DYS-HOPE-IAAAAAAAAAH

Dys-HOPE-ia?

 

The more you learn, the more you realise it’s complicated.

 

After finishing my masters in sustainable leadership development last year, I’ve been on a bit of mission to listen closely to the new language of sustainability that’s evolving in our industry discourse. There is quite a lot to be heard — and gratefully quite bit to be celebrated.

 

The recent progress achieved by sustainability and DEI executives is all the more admirable given that, pre-pandemic, these newly minted professional roles barely existed.

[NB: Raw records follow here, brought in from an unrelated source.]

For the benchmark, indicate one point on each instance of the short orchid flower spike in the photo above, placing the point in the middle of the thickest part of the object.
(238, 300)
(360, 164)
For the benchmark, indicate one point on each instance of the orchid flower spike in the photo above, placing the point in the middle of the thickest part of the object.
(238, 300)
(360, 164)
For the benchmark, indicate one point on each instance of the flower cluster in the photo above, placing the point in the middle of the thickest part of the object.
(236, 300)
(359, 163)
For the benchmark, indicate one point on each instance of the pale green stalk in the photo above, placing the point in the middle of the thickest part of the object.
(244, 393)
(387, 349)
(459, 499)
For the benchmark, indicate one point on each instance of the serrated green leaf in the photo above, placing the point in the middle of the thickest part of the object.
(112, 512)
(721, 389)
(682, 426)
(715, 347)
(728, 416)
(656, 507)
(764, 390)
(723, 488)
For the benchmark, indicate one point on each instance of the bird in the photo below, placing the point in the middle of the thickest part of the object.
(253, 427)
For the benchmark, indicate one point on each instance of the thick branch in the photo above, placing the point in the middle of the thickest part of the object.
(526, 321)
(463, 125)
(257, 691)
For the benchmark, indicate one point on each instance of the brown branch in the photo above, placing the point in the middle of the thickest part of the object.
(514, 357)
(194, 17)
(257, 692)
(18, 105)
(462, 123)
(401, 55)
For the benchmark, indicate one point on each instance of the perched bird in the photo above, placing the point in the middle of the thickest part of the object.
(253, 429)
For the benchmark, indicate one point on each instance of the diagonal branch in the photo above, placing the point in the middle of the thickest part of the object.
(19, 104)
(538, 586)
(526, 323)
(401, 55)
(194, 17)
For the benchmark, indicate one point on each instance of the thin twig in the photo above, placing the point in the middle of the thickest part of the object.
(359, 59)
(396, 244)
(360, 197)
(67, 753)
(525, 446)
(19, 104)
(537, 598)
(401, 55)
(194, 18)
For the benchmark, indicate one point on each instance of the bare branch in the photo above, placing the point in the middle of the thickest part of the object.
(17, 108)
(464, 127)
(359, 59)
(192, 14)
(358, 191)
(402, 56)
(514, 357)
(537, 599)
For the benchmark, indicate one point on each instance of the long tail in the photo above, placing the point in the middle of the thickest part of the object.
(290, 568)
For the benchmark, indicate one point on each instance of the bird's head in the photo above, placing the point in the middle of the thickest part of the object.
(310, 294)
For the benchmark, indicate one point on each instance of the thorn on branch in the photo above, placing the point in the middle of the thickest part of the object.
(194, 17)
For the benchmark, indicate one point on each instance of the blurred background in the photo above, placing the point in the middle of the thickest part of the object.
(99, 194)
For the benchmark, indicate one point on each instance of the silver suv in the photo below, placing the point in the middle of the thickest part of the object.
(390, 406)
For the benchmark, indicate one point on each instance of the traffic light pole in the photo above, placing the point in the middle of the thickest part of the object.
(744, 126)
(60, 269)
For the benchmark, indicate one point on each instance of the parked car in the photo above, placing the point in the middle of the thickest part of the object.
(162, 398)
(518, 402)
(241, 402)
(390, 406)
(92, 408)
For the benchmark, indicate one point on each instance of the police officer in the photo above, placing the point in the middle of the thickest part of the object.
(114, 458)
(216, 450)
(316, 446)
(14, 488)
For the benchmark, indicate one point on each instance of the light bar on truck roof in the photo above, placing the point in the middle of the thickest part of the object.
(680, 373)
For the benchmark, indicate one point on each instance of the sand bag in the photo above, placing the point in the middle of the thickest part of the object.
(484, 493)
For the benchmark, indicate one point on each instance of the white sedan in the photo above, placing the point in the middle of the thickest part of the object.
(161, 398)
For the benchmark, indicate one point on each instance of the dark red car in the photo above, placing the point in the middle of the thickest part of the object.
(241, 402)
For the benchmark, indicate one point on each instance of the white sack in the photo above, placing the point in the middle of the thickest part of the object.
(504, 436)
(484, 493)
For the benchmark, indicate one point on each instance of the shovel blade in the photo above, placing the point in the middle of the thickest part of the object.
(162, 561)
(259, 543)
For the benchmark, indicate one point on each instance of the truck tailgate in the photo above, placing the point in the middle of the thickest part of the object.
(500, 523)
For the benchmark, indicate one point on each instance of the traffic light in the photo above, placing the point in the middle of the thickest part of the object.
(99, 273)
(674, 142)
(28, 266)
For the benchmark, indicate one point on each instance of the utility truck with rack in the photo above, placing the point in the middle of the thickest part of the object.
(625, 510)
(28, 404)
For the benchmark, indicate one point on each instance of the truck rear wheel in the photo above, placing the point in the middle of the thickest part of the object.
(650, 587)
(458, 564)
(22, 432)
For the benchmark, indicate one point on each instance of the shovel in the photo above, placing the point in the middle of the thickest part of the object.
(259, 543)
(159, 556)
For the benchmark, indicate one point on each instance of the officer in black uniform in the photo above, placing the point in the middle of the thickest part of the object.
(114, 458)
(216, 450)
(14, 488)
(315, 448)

At the Edinburgh TV Festival’s inaugural Climate Content Summit in June, a reality emerged that, even when commissioners say that they want to be pitched clever ideas with climate messages baked in, producers are hesitant to ‘waste’ their one shot at an order in today’s brutally tough market with a concept that could be deemed risky. On the upside, that means there are a lot of clever, climate-driven ideas still safely locked in drawers.

 

September saw the Responsible Media Forum’s Mirror or Movers event, now in its 10th year -  dedicated to investigating, debating and challenging the impacts of media content on society and the environment and counts many major broadcasters and media owners in its membership. I chatted to a young woman, jetlagged and working for a big publishing company, who had just returned from Climate Week in New York. She said the irony had not lost on her that several hundred people had flown to NYC for a few days to talk about climate solutions. But more worrying was that nobody seemed to be feeling particularly comfortable about having uncomfortable conversations about what is a very discomforting situation.

 

We need to get stuck in at the business end, as it were. There are no easy management solutions to this ‘wicked’ problem. It’s one that requires a different sort of thinking, a new way of collaborative debate. As a start, we could come together to develop a sense of ‘critical hope’, defined as ‘the ability to realistically assess one’s environment through a lens of equity and justice while also envisioning the possibility of a better future’. By any measure, a ‘realistic assessment’ of our environmental predicament is uncomfortable. But if we can challenge and sit with that discomfort, maybe that’s OK. It’s hope as an act of resistance.

 

Back at the Edinburgh Climate Content Summit, Jack Bootle, head of science and natural-history commissioning at the BBC, called for a better understanding of the need for systemic change. Alf Laurie, Channel 4’s head of factual entertainment, then called for “a third way” — systemic change was also called for by the entire panel at a sustainability session for the Big Picture Network at Content London a couple of weeks ago – but what does it mean to us?

 

So I asked the panellists to describe what systemic change means for them, to share their most radical dreams of change for our industry. It started off well, with speakers imagining a time when sustainable lifestyles, businesses and communities were no longer the exception but norm; a time when we stop glamorising high-carbon lifestyles and when care for each other and our environment is no longer a choice but second nature. But within a very brief time, we found ourselves back in our TV-industry safe zone, discussing the technicalities of green production and what best generator to use – that’s undoubtedly good management – but a sizeable leap away from developing leadership on the subject.

 

We all have our world views. Mine revolves around the firm belief that capitalism as we know it — the grand colonial project — is well past its sell-by date. Arguably, global economic growth leads to increased consumption of natural resources, pollution and loss of biodiversity whilst simultaneously widening the gap between wealthy and poor. It’s not a view shared by everyone, but all stories have a legitimate place at the table, because we all need to question, challenge and interrogate the status quo. We must all be brave enough to ask those uncomfortable questions to assess, honestly and unflinchingly, how we are doing.

 

Producer Eric Vogel, CEO of Norway’s Torden Film, was at Content London to discuss his Rose d’Or-winning film Dome 16, a futuristic sci-fi climate drama for young adults. I was particularly struck by his remark that a core objective of the film was to show that, even in dystopia, there is love and laughter, human stories and connections.

 

Thanks Eric. I’ve been searching all year for a liminal space between what is and what will be — a place between blind faith and doom. We don’t, any of us, know what’s coming. We can only attempt to continue to build something new that has a better chance of delivering justice and equity for all. So I’ll be waving goodbye to 2023 on a triumphant wave of dys-hope-ia. Good luck!